様々な分野のプラントや施設などでは、プレート式熱交換器を導入しているケースもあるはずです。このタイプの熱交換器はシンプルな構成で可動部も少ないため、他のタイプと比べて故障やトラブルの発生率も低いのが特徴。しかしやはり長期間にわたりハードな環境下で使用し続ければ、プレートガスケットにスケールが蓄積したり、貫通割れまで発生するなど、どうしても経年劣化が進んでいきます。このような状態を放置し続ければ、有益なエネルギーを回収できてないため、生産量の低下どころかトラブルによる運転停止によって、生産そのものがストップしてしまいます。
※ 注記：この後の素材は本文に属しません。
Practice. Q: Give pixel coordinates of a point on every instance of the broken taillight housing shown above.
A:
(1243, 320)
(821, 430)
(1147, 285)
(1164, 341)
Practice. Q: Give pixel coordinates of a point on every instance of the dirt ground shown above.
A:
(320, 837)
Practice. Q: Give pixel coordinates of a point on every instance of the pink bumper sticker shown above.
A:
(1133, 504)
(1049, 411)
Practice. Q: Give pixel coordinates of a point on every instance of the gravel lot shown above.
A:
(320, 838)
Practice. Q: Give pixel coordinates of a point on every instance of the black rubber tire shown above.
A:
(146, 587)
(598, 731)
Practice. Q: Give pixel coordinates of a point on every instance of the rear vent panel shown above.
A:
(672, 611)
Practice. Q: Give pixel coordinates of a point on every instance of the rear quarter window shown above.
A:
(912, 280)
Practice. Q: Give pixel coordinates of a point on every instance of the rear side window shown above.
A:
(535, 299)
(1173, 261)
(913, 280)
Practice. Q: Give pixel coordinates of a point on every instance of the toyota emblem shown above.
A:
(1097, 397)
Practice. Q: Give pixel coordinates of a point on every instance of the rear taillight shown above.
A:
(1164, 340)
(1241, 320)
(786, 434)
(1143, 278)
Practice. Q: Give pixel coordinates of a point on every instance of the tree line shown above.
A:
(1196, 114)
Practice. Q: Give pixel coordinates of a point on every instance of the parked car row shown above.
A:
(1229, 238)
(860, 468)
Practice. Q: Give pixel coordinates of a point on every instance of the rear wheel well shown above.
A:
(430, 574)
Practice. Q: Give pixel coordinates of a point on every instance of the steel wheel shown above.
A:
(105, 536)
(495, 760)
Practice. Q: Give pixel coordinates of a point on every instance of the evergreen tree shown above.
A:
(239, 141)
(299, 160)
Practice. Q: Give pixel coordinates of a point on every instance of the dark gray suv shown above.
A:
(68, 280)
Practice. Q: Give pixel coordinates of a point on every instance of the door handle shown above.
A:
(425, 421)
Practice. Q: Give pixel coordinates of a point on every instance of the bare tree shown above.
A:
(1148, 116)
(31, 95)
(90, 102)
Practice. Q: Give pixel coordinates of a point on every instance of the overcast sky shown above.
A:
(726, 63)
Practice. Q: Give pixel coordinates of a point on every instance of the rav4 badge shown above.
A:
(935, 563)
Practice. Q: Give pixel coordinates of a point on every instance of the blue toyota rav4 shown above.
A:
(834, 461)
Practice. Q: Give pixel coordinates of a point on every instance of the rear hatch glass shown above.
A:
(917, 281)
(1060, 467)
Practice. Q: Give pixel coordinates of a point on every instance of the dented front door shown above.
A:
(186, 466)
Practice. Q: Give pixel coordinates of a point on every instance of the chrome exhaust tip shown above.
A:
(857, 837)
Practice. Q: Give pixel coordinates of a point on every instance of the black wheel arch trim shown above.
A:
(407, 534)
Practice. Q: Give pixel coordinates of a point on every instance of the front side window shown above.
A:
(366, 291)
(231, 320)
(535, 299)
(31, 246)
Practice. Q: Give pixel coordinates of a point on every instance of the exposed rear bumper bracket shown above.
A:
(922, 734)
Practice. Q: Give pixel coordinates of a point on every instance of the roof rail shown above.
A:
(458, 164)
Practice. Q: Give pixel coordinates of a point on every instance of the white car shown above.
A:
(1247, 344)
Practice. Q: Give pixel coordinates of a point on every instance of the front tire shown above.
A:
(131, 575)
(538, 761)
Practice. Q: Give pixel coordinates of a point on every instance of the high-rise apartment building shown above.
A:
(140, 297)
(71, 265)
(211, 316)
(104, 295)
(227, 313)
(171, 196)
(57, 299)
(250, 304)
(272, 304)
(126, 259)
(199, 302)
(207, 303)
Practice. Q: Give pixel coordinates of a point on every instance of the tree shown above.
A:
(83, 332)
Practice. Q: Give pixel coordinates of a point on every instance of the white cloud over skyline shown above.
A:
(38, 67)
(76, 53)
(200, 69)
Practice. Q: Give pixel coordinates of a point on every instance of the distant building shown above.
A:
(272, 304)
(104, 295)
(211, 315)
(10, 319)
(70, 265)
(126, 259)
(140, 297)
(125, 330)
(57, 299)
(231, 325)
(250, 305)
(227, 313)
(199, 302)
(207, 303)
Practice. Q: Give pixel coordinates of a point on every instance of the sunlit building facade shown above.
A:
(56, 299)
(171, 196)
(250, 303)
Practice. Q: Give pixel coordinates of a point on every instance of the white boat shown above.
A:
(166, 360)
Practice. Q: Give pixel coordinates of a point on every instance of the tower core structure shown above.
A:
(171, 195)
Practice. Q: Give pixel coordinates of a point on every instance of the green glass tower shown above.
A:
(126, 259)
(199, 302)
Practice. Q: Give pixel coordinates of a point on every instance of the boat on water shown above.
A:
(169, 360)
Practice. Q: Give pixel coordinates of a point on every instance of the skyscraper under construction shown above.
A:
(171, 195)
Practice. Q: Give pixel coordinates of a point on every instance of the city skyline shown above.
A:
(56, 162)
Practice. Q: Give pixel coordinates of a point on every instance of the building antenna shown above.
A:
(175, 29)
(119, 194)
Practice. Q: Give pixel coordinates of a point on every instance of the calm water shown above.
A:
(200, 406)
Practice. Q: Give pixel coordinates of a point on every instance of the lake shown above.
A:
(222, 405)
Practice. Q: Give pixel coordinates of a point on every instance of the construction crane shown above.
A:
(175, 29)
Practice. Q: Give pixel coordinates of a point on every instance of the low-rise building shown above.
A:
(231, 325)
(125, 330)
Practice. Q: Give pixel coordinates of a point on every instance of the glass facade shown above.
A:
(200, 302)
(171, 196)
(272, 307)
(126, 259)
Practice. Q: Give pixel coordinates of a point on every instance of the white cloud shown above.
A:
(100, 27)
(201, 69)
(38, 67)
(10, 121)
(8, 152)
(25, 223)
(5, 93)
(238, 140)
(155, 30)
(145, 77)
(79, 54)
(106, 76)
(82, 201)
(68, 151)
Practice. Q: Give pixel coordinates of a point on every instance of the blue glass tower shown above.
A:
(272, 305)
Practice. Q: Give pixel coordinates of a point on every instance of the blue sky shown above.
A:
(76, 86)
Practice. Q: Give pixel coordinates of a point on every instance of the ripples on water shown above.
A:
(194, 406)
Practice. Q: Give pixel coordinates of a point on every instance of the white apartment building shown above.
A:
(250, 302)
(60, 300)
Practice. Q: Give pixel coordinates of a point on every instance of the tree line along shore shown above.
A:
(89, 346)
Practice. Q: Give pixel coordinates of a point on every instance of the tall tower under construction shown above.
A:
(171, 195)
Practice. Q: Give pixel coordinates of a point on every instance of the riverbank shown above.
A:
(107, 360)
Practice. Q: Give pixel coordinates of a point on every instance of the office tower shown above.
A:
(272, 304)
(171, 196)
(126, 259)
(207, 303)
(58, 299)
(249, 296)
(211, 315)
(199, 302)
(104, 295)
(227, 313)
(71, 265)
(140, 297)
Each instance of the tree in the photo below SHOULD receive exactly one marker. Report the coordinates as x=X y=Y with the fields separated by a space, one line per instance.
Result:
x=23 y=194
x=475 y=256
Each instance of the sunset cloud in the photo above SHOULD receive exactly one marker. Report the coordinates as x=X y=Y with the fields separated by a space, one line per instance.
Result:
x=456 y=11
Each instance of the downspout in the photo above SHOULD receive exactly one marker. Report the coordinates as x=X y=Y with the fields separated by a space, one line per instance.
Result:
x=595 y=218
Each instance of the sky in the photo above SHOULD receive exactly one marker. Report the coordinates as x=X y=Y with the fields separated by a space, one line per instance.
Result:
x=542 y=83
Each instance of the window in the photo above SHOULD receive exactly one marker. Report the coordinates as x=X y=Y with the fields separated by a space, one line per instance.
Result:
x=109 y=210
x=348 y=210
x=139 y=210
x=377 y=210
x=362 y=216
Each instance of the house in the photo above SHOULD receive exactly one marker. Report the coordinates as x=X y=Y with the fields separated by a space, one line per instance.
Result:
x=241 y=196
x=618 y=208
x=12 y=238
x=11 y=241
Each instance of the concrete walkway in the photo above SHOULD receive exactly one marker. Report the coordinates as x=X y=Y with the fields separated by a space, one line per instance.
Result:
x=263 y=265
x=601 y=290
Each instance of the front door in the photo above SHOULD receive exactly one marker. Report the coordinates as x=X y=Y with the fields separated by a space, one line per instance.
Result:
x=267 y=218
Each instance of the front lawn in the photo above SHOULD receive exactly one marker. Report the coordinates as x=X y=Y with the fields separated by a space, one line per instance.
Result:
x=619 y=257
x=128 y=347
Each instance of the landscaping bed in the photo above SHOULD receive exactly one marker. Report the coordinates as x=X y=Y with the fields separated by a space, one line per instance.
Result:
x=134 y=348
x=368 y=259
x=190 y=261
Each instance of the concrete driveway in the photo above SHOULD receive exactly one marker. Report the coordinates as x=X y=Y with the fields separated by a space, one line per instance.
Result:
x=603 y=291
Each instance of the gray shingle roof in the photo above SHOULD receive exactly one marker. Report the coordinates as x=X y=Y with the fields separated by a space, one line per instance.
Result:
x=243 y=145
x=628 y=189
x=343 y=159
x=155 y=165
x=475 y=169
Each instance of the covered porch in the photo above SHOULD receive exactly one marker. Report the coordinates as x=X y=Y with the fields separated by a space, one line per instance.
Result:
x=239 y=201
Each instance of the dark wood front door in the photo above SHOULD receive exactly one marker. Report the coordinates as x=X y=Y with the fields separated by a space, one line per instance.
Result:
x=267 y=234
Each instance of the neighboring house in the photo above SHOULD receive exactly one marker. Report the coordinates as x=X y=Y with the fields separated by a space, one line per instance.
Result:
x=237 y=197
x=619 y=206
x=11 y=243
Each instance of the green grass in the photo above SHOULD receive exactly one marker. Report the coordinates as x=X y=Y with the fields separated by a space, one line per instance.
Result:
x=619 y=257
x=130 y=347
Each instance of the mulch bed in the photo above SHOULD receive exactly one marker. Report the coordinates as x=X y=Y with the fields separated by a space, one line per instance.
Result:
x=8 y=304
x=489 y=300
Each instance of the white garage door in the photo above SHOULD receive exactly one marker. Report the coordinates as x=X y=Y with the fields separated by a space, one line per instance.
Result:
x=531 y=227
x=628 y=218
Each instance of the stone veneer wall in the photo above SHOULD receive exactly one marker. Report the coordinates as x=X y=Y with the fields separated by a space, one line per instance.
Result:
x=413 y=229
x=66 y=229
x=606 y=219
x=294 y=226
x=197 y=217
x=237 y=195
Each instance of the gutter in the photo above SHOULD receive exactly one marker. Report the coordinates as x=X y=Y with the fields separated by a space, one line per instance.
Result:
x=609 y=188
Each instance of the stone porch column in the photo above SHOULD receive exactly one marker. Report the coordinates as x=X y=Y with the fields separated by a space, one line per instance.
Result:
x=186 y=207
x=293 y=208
このような重大なリスクを回避するためにも、普段からこまめな点検や定期的なメンテナンスが欠かせません。例えば点検をしたところ、熱交換器が本来想定された能力を十分に発揮していないことが判明したら、伝熱プレートの汚れが原因かもしれません。スケールと呼ばれる汚れが伝熱面に付着して蓄積していくと、やがてスケール層を形成し、それが伝熱抵抗となって、機器の能力低下へとつながります。これ以外の原因としては、配管が図面通りに設置されていないことが挙げられます。

プレート式熱交換器は流体の流れ方によって性能が変わるもの。例えば対向流として設計されているにも関わらず、機器を並行流で配管してしまうと、本来の伝熱性能が確保できません。所定の熱交換器が設計図の通りに正しく配置されているのか、もう一度よく確認する必要があります。